Publication 658

J. Biol. Chem. 285, 7233–7245, 2010. DOI: 10.1074/jbc.M109.038240
Role of Arginine Guanidinium Moiety in Nitric-oxide Synthase Mechanism of Oxygen Activation

From the Institut de Biologie et de Technologies de Saclay, Laboratoire Stress Oxydants et Detoxication, Commissariat à l'Energie Atomique Saclay, 91191 Gif-sur-Yvette Cedex, France, UMR 8601 CNRS, University Paris Descartes, 45 rue des Saints Peres, 75270 Paris, France, the ?Lerner Research Foundation, Cleveland Clinic, Cleveland, Ohio 44195, and the Laboratoire d'Electrochimie Moléculaire, University Paris Diderot, UMR 7591, 15 rue J.-A. de Baïf, 75205 Paris Cedex 13, France

Nitric-oxide synthases (NOS) are highly regulated heme-thiolate enzymes that catalyze two oxidation reactions that sequentially convert the substrate l-Arg first to N^?-hydroxyl-l-arginine and then to l-citrulline and nitric oxide. Despite numerous investigations, the detailed molecular mechanism of NOS remains elusive and debatable. Much of the dispute in the various proposed mechanisms resides in the uncertainty concerning the number and sources of proton transfers.
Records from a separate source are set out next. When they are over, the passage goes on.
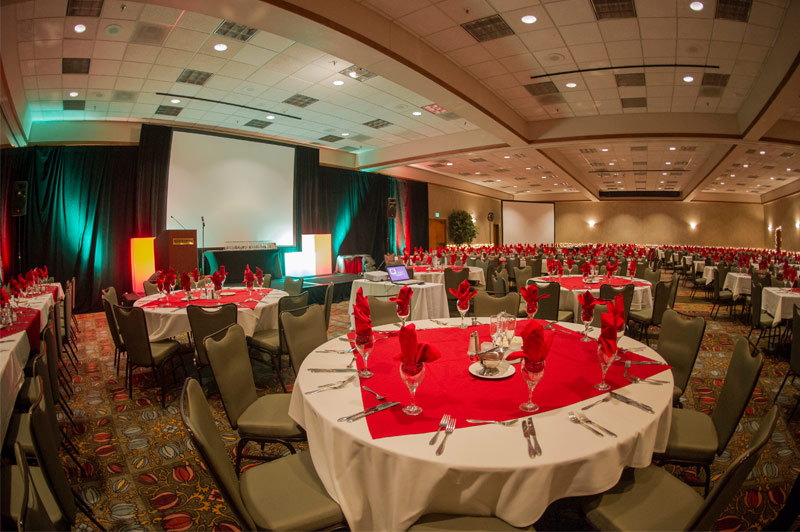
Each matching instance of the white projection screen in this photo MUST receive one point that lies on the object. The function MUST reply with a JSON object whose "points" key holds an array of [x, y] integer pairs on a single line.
{"points": [[528, 223], [243, 188]]}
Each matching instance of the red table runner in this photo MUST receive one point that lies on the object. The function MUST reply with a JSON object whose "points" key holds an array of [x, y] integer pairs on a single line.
{"points": [[571, 372], [28, 320], [576, 283], [240, 297]]}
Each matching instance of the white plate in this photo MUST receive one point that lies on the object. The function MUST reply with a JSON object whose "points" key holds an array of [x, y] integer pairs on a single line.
{"points": [[476, 368]]}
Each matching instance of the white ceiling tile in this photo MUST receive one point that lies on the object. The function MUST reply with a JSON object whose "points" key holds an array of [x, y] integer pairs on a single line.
{"points": [[581, 33], [109, 50]]}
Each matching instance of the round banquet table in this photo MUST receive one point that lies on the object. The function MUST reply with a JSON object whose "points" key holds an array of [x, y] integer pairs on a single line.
{"points": [[167, 321], [385, 475], [573, 285]]}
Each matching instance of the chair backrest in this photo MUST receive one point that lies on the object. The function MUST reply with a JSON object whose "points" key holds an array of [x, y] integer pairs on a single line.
{"points": [[740, 380], [207, 320], [488, 305], [150, 288], [728, 486], [382, 311], [304, 333], [548, 307], [133, 329], [230, 364], [679, 342], [293, 285], [199, 423]]}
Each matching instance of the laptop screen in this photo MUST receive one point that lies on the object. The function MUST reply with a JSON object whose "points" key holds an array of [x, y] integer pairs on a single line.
{"points": [[397, 273]]}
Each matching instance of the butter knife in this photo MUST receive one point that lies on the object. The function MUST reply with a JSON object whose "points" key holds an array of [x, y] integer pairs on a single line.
{"points": [[368, 411], [632, 402]]}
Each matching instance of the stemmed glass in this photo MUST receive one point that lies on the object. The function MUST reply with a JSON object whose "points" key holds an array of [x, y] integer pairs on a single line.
{"points": [[532, 373], [412, 375], [605, 362], [364, 346]]}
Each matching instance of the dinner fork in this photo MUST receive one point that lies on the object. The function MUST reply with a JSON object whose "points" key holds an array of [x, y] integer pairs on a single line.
{"points": [[451, 426], [442, 424]]}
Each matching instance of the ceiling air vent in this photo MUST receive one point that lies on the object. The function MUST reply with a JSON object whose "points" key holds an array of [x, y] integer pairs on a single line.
{"points": [[195, 77], [75, 65], [488, 28], [299, 100], [232, 30], [169, 110], [614, 9]]}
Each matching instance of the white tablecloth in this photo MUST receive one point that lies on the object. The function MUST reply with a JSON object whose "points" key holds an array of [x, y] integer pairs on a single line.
{"points": [[778, 302], [166, 322], [429, 299], [388, 483]]}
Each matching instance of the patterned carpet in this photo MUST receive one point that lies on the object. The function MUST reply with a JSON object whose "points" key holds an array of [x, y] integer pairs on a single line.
{"points": [[141, 472]]}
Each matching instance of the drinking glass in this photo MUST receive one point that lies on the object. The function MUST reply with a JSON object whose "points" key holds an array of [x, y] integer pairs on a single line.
{"points": [[532, 372], [364, 346], [412, 375], [605, 363]]}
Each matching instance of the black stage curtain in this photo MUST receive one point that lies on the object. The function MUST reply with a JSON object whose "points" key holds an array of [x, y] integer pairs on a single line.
{"points": [[152, 174]]}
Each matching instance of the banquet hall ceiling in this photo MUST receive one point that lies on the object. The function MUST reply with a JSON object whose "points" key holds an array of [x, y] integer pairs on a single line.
{"points": [[456, 92]]}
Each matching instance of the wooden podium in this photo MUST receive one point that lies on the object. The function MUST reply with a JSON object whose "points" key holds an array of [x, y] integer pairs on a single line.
{"points": [[176, 248]]}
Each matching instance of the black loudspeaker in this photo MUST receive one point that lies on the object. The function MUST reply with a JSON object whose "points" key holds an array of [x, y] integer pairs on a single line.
{"points": [[19, 198]]}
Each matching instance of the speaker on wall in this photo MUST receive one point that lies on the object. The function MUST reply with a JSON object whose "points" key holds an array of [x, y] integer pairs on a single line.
{"points": [[19, 198]]}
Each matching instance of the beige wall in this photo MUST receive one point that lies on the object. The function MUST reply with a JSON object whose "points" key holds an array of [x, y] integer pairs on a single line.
{"points": [[446, 200], [661, 222], [785, 213]]}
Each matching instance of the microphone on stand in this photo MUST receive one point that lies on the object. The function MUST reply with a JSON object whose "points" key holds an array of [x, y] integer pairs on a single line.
{"points": [[176, 220]]}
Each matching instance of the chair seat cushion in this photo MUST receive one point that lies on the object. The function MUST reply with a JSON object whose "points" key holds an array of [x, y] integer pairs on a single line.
{"points": [[266, 340], [287, 494], [692, 437], [644, 499], [163, 350], [268, 416]]}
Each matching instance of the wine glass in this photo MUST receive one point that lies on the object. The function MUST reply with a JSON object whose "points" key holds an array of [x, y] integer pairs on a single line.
{"points": [[605, 362], [364, 346], [532, 372], [412, 375]]}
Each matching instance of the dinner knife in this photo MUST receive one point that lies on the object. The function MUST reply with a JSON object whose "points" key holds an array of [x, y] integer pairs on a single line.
{"points": [[368, 411], [632, 402]]}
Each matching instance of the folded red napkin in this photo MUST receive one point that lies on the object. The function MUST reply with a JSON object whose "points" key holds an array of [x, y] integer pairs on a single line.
{"points": [[531, 296], [464, 293], [535, 346], [403, 299], [413, 353]]}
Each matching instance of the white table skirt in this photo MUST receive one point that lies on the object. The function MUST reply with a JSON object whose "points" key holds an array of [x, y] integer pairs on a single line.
{"points": [[778, 302], [387, 484], [428, 301], [163, 323]]}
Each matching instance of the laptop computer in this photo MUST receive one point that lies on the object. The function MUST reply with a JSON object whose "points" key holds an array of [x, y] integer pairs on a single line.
{"points": [[399, 275]]}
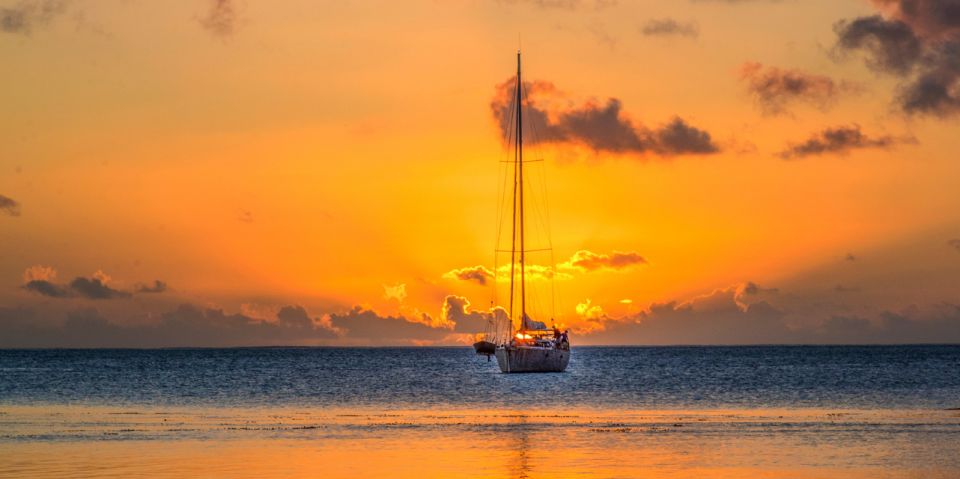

Although specific protonation events are key features in determining the specificity and efficiency of the two catalytic steps, little is known about the role and properties of protons from the substrate, cofactors, and H-bond network in the vicinity of the heme active site. In this study, we have investigated the role of the acidic proton from the l-Arg guanidinium moiety on the stability and reactivity of the ferrous heme-oxy complex intermediate by exploiting a series of l-Arg analogues exhibiting a wide range of guanidinium pK_a values. Using electrochemical and vibrational spectroscopic techniques, we have analyzed the effects of the analogues on the heme, including characteristics of its proximal ligand, heme conformation, redox potential, and electrostatic properties of its distal environment. Our results indicate that the substrate guanidinium pK_a value significantly affects the H-bond network near the heme distal pocket. Our results lead us to propose a new structural model where the properties of the guanidinium moiety finely control the proton transfer events in NOS and tune its oxidative chemistry. This model may account for the discrepancies found in previously proposed mechanisms of NOS oxidation processes.